Rappelez- vous tout d’abord que le stagiaire aveugle l’est 24 heures sur 24 et depuis longtemps. Il est donc habitué aux rapports avec les voyants : il n’y a pas à avoir peur de gaffer en disant ’tu vois’ ou des expressions de ce genre, etc. Le stagiaire fait son affaire de son handicap ; il n’attend de vous que ce que vous pouvez lui apporter, rien de plus.

A propos des malvoyants la démarche est plus compliquée car il y a énormément de types de déficiences visuelles et il faut amener le stagiaire à expliciter comment il voit, ce qu’il voit, ne voit pas. Le problème est que souvent les personnes malvoyantes ont du mal à faire admettre et comprendre leur handicap. C’est pour eux beaucoup plus dur que ce que nous croyons. Les valides oublient vite que celui qui voit mal, voit mal...

Enfin, une personne déficiente visuelle n’est à priori ni sourde, ni handicapée mentale. Il faut donc lui parler normalement, c’est à dire sans crier ni employer un langage sursimplifié !

En conclusion, le bon sens et la simplicité constituent la base de la bonne attitude.

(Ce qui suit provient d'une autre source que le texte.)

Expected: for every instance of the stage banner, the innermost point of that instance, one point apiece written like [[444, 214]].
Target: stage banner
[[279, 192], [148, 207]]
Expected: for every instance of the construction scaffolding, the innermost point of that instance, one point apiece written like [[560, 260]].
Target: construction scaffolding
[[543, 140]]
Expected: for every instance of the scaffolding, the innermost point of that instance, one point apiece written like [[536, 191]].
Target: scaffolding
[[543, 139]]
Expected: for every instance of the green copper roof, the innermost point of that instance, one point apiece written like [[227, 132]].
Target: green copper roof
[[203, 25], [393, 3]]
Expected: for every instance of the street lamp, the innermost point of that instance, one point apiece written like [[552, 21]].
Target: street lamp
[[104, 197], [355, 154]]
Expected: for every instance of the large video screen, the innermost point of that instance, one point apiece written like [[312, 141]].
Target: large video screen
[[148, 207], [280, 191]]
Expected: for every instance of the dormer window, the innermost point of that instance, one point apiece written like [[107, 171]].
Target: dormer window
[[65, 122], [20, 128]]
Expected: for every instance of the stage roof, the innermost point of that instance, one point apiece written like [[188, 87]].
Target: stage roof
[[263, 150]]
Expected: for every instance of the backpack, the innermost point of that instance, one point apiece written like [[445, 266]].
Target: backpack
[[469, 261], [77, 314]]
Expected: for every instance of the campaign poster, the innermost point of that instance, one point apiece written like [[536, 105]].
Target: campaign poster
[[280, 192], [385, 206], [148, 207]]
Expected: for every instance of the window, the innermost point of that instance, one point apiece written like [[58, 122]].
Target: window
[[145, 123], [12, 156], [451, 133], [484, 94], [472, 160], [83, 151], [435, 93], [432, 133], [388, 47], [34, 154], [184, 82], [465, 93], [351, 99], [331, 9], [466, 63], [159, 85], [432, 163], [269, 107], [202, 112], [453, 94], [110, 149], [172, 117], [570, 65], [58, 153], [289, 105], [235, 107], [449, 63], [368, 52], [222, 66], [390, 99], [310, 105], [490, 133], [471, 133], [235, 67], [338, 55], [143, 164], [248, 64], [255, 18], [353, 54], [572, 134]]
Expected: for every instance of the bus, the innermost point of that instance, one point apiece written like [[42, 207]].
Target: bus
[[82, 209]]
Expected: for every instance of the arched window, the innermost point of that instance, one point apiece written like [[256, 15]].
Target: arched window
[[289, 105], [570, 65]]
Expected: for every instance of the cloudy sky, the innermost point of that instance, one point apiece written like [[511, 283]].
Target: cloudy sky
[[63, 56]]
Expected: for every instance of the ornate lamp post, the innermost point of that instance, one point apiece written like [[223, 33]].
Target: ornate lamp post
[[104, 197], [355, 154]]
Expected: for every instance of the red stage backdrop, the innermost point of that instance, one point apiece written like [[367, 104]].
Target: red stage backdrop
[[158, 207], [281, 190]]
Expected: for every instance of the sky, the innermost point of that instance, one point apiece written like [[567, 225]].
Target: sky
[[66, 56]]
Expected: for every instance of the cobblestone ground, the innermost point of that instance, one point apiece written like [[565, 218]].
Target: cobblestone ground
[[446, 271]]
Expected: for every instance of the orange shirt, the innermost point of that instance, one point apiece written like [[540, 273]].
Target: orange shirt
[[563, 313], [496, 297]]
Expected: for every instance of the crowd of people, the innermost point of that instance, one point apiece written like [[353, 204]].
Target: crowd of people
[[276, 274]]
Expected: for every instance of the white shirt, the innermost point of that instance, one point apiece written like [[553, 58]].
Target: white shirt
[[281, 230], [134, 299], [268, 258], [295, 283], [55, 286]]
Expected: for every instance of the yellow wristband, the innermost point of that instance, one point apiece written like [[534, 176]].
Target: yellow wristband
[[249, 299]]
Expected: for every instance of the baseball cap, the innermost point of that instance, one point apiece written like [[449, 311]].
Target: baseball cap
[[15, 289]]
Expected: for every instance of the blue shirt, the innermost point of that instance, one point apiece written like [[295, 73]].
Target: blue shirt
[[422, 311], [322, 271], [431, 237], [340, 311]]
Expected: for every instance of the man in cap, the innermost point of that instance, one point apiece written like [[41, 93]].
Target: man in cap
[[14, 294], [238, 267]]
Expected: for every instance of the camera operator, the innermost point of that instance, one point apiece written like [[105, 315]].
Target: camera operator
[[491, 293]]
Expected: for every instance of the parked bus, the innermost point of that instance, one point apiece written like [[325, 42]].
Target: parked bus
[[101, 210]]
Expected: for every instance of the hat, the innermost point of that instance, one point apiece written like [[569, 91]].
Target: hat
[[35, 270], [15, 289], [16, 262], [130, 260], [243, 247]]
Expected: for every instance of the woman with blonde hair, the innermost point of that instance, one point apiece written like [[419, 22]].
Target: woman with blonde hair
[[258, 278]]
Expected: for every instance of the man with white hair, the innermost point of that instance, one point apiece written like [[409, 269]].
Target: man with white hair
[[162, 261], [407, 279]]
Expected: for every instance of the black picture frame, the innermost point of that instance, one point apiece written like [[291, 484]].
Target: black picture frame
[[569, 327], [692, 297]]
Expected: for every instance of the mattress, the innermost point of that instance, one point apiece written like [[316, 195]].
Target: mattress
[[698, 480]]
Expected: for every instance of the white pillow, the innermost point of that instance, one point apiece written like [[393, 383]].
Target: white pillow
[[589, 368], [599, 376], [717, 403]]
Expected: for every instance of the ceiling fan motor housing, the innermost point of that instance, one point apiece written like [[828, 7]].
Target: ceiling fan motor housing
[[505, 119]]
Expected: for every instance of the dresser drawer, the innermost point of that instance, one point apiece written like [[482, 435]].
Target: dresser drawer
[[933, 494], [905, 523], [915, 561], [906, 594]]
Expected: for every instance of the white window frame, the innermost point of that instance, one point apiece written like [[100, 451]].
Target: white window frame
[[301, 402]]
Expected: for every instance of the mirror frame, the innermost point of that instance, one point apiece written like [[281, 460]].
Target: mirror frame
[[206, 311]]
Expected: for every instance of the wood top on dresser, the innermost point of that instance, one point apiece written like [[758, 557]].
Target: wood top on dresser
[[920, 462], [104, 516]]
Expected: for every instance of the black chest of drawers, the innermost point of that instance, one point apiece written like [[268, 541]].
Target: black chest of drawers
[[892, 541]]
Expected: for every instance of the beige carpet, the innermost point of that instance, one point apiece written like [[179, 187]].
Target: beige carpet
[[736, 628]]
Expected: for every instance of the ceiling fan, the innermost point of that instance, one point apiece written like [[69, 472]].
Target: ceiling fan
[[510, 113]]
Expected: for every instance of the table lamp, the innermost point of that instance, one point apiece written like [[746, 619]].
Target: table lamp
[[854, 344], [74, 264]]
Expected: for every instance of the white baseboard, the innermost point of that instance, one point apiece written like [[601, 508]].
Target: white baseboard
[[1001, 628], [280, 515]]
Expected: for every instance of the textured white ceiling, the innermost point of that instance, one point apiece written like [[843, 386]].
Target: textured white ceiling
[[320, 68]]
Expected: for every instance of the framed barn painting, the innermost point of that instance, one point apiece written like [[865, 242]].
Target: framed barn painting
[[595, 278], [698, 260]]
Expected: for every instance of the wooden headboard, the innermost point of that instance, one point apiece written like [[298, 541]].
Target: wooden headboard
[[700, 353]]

- Vous seul pour conseiller !

Pour guider les premiers pas du stagiaire aveugle ou malvoyant, il est indispensable que les conseils de comportement proviennent d’une source unique : LE MONITEUR. A terre comme sur un bateau de croisière, il faut éviter que l’un prodigue ses avis dans l’oreille gauche, l’autre dans l’oreille droite, le troisième s’emparant du pied gauche pour le placer sur le dernier barreau de l’échelle, le quatrième s’emparant déjà du pied droit pour le poser sur le pont du bateau !

Vous devez vous rendre compte que votre stagiaire appréhende de quitter le rassurant plancher des vaches pour un milieu hautement instable. Imaginez-vous un instant à sa place, ayant perdu vos repères d’équilibre et assailli de conseils de voix multiples bourdonnant à vos oreilles !

- Des repères visuels aux sensations internes :

La conduite du voilier est une affaire de repères visuels et de sensations internes. L’enseignement de la voile aux Glénans tend précisément à développper la perception des sensations internes au même niveau que les repères visuels.Or, par rapport au débutant voyant, le stagiaire aveugle ou malvoyant dispose d’un avantage certain : à cause de son handicap, il a développé ou amplifié cette perception de sensations internes qui vont lui permettre d’appréhender la bonne marche du bateau, notamment à la barre.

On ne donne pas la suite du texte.